= Mañjuśrī-mūla-kalpa =

Buddhist text

The Āryamañjuśrī­mūlakalpa (The Noble Root Manual of the Rites of Mañjuśrī) is a Mahāyāna sūtra and a Mantrayāna ritual manual (kalpa) affiliated with the bodhisattva of wisdom, Mañjuśrī. In Tibetan Buddhism it is classified as a Kriyā-tantra. According to Sanderson (2009: 129) and the study by Matsunaga (1985), the text is datable to about 775 CE.

The Mañjuśrīmūlakalpa is often cited as the earliest example of an extant Indian Buddhist Tantra. Some scholars identify it as a compilation of a core verse text dated circa 6th century CE with later accretions and additions. The Sanskrit version, significantly longer than its corresponding Chinese and Tibetan renderings, is still extant.

The Mañjuśrīmūlakalpa states that mantras taught in the Shaiva, Garuda and Vaishnava tantras will be effective if applied by Buddhists since they were all taught originally by Mañjuśrī. The attribution to Mañjuśrī is an attempt by its author(s) to counter the objection that the teachings in this text are of non-Buddhist origin.
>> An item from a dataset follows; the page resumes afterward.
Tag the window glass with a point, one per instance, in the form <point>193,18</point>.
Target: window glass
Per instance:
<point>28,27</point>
The bulk of the text deals with chants and mantras useful for spiritual purposes as well as material gain. Some chapters discuss fierce and sexual tantric rituals.

== Editions ==
The editio princeps of the mixed Sanskrit text was published by T. Ganapati Sastri in three volumes (Trivandrum, published 1920, 1923, and 1925 respectively).

Rahul Sankrityayana's edition appeared in 1934. Ganapati Sastri's edition with some modifications was reprinted by P. L. Vaidya in 1964.

An English translation was published online in 2020 by the 84000 organization.